Pendant ce temps, certains continuent de croire que les incantations, les conférences et les déclarations suffiront à arrêter des groupes armés qui ont choisi la terreur comme mode d’existence. Soyons lucides. Aucun peuple ne sera développé par un autre à notre place.
L’histoire est formelle : toutes les grandes nations se sont relevées par leur travail, leur discipline, leur unité et leur capacité à défendre leur souveraineté. L’Afrique ne retrouvera son honneur que lorsqu’elle assumera pleinement son destin.
Bassolma Bazié a toujours eu le mérite d’informer, de former et d’inviter à la réflexion. Son engagement n’est pas celui de la flatterie, mais celui d’une Afrique debout, digne et responsable. C’est parfois en disant des vérités qui dérangent que l’on réveille les consciences.
Le véritable combat ne se limite pas au terrorisme. Il est aussi dirigé contre la corruption, la prédation, les réseaux de manipulation, les intérêts qui prospèrent sur les divisions africaines et tous ceux qui, de l’intérieur comme de l’extérieur, empêchent nos États d’avancer.
Une nation ne peut gagner une guerre extérieure si elle est rongée de l’intérieur.

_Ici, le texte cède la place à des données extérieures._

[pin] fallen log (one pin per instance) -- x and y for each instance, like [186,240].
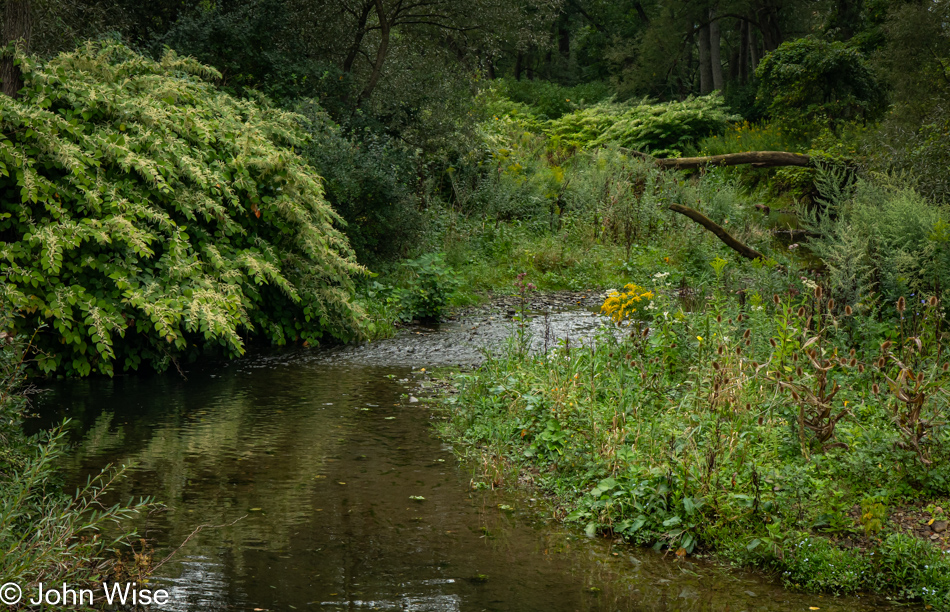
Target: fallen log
[718,230]
[758,159]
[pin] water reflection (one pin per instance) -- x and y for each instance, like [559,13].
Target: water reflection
[348,502]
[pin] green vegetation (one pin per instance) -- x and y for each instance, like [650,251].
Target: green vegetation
[147,215]
[185,179]
[45,535]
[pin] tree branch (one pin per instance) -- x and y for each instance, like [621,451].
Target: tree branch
[720,233]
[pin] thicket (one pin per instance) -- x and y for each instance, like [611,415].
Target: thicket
[752,427]
[146,216]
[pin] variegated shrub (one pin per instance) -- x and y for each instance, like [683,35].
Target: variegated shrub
[145,215]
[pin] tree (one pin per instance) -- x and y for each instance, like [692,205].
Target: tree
[17,31]
[812,81]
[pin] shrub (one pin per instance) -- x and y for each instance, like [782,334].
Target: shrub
[366,182]
[663,130]
[811,81]
[146,215]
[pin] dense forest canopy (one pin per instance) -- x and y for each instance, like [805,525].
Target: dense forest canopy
[391,110]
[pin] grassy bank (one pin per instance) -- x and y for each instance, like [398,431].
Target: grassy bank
[776,429]
[47,535]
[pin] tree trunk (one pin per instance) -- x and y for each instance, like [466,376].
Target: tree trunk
[564,40]
[17,27]
[354,49]
[715,58]
[381,52]
[743,51]
[705,69]
[754,55]
[720,233]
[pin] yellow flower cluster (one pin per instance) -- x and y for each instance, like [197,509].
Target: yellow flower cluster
[621,304]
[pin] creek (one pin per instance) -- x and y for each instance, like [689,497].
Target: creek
[348,499]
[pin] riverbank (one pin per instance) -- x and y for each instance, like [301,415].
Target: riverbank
[761,431]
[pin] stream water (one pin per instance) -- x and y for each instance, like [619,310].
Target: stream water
[307,464]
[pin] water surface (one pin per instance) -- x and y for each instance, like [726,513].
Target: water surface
[325,489]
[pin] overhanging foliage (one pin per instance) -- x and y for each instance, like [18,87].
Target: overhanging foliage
[146,215]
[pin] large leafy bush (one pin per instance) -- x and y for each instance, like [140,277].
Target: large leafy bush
[147,215]
[811,81]
[663,130]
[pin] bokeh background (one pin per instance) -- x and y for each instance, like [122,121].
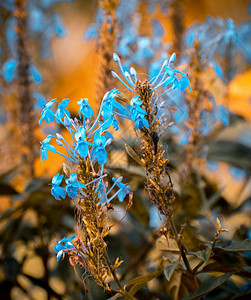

Quant aux groupes terroristes, ils ne cherchent ni le dialogue ni la coexistence pacifique: ils cherchent à imposer la peur. Face à eux, les États ont le devoir de protéger leurs populations, dans le respect du droit, en neutralisant ceux qui prennent les armes contre les civils et contre la République.
L’heure n’est plus aux lamentations. Elle est à la responsabilité.
Chaque citoyen, chaque intellectuel, chaque dirigeant doit choisir son camp : celui de la reconstruction ou celui de la résignation. Comme le dit un proverbe africain: «Tant que les termites sont dans les fondations, la maison ne connaîtra jamais le repos». L’Afrique ne se relèvera durablement que lorsqu’elle aura le courage d’assainir ses fondations et de défendre, sans faiblesse, sa souveraineté, sa dignité et son avenir.